Supporting responsible AI use

Another question raised during the fireside chat was: How can universities support the ethical use of AI while ensuring accountability?

My answer comes in three key aspects:

First is of course educationStudents must learn the difference between good and bad uses of AI, and how to critically evaluate AI outputs for accuracy, bias and relevance. This is easier said than done. AI literacy is quickly becoming a core skill – not just for the next-generation workforce, but for everyone. That's why many researchers, including myself, are working to help people learn how to collaborate effectively with AI.

I demonstrated several recent projects of mine on AI education. One is GAILA (GenAI and Learning Analytics), a platform that captures how students prompt AI, how much time they spend using AI tools and how they revise work – turning AI interactions into evidence of learning.

 

Another is Mariscope, a generative AI-supported creative learning tool in digital museum education. Students produce art, but they are assessed based on their reflection and iterationnot just the final product.

And then there is WekiMusic, a music version of Teachable Machine that encourages learners to explore machine learning by manipulating their favorite music. Again, student interactions with the system over time are considered as formative assessment, helping educators understand how learners engage, experiment and grow.

Beyond the tools, we also need agreement. At the start of a course, instructors should co-create policies with students. When students have a say in what is permitted and what counts as plagiarism, they take greater ownership. Policies should be announced early and clearly, with requirements such as AI-use declarations and process reflections.

Finally, there is reflection. A declaration alone is not enough. Students should articulate how AI shaped their learning – whether it empowered them, misled them or challenged them to think differently. These reflections are authentic, deeply personal and cannot be easily replicated by machines. 

Frameworks for academic integrity

The final question at the session asked what frameworks and guidelines we need in this new landscape. 
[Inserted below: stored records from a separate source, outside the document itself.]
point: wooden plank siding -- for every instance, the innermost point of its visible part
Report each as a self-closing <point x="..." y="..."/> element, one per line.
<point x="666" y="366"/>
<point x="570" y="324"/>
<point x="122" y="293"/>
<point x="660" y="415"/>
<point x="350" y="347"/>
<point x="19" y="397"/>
My response is that universities must shift from punitive detection to proactive education. First and foremost, we must embrace AI – not ban it. Instead, we should integrate it into learning with transparency.

Second, we must invest in faculty development. Teachers need support to design new assessments and use learning analytics effectively. This leads to my third point: invest in technology. A growing number of tools – many powered by AI – are being developed to help educators understand students' learning progress and infer if they have encountered any difficulty and need help. 

Our recent work takes this further with a self-service dashboard powered by large language models. This tool allows users – including teachers, students and school administrators – to generate customized visualizations of student learning behaviors using simple text prompts. It's a flexible, scalable way to turn data into insight.

Finally, any framework of academic integrity must include institutional commitment. Integrity should be supported at all levels and embedded in a culture of trust. Ultimately, integrity cannot be sustained by rules alone. It must be cultivated as a shared ethos between students, faculty and institutions.

Looking ahead

The "post-plagiarism era" will not be defined by machines outsmarting educators. It will be defined by whether we, as a community, reimagine assessment to reflect what truly matters. If we continue grading only the final answer, we may find ourselves grading the “ghost” of learning. But if we assess the journey – the prompts, the iterations, the judgments, the reflections – we preserve what makes education human.

At the University of Arizona, I am proud to be part of a community leading this shift, through research, dialogue and innovation. I believe, with evidence from the aforementioned research, with thoughtful design that integrates learning principles and technologies, AI can illuminate integrity rather than undermine it.

AI is not the end of originality. It is our invitation to reimagine it.